A federal bankruptcy judge still needs to approve the sale, which is expected to happen at a hearing scheduled to begin at 1 p.m. at federal bankruptcy court in Bangor.

Hackman’s intentions for the mill are still unclear. Its website describes the company as “a privately-held, asset-based investment firm that focuses on the acquisition of industrial real estate and the purchase and sale of industrial equipment.”

The bankruptcy auction began at 10 a.m. and featured a bidding war for the East Millinocket industrial property. The three most active participants in the bidding were GNP Acquisition, a subsidiary of Connecticut-based auction company Capital Recovery Group; Montreal-based AIM Development; and Hackman. GNP Acquisition was the “stalking horse” bidder, a term in bankruptcy auctions for the party that offers an opening bid. Its opening bid was $2.6 million.

The auction is the climax of bankruptcy proceedings that began on Sept. 22 when Great Northern Paper filed for Chapter 7 bankruptcy.

If the judge approves Hackman’s $5.4 million bid, the majority of that amount would be returned to the paper company’s creditors, who are collectively owed more than $60 million.

Creditors for Great Northern Paper are split into two categories: secured and unsecured creditors. Secured creditors, who are at the top of the pile and include two Louisiana-based financing agencies, are owed $42.3 million and will be paid first out of proceeds.
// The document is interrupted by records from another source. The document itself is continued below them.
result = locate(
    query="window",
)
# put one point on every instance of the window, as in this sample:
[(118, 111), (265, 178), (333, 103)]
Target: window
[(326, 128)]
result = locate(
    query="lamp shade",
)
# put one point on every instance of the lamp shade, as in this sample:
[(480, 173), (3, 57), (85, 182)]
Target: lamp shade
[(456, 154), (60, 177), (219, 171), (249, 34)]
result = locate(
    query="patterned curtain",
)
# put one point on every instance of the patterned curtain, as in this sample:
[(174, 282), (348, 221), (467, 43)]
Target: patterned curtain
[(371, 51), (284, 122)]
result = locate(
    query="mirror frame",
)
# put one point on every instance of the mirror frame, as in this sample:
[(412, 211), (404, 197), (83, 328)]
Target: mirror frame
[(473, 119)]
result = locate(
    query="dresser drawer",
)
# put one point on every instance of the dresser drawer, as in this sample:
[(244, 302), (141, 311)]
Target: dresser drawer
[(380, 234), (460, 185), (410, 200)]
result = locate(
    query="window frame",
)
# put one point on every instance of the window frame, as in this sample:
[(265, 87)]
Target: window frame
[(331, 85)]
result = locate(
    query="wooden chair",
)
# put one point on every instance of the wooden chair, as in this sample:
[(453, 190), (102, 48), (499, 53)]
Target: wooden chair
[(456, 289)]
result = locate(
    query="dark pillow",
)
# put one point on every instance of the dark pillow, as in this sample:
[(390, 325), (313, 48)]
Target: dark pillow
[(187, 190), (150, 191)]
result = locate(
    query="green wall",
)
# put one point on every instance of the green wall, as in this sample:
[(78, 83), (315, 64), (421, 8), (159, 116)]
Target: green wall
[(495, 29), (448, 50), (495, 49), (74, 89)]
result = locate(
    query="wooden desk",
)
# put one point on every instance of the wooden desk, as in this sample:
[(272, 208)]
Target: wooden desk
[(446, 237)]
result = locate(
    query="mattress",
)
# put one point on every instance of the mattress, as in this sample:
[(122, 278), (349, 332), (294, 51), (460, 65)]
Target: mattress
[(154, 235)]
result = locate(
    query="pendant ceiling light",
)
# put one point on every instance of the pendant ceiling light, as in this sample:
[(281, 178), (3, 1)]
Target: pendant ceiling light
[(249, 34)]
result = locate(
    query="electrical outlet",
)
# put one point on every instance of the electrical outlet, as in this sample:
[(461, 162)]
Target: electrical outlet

The unsecured creditors, which are mostly Katahdin-area businesses, are owed $22.6 million. Left as is, unsecured creditors would be unlikely to receive anything. However, Perrino was able to reach a compromise in November with various stakeholders and secure what’s known as a “carve out,” which is a way in bankruptcy cases to protect and reserve funds for unsecured creditors.

The carve out returns 30 percent of the proceeds from the sale of the mill to unsecured creditors, which means if Hackman’s $5.4 million bid is approved, unsecured creditors would receive $1.62 million.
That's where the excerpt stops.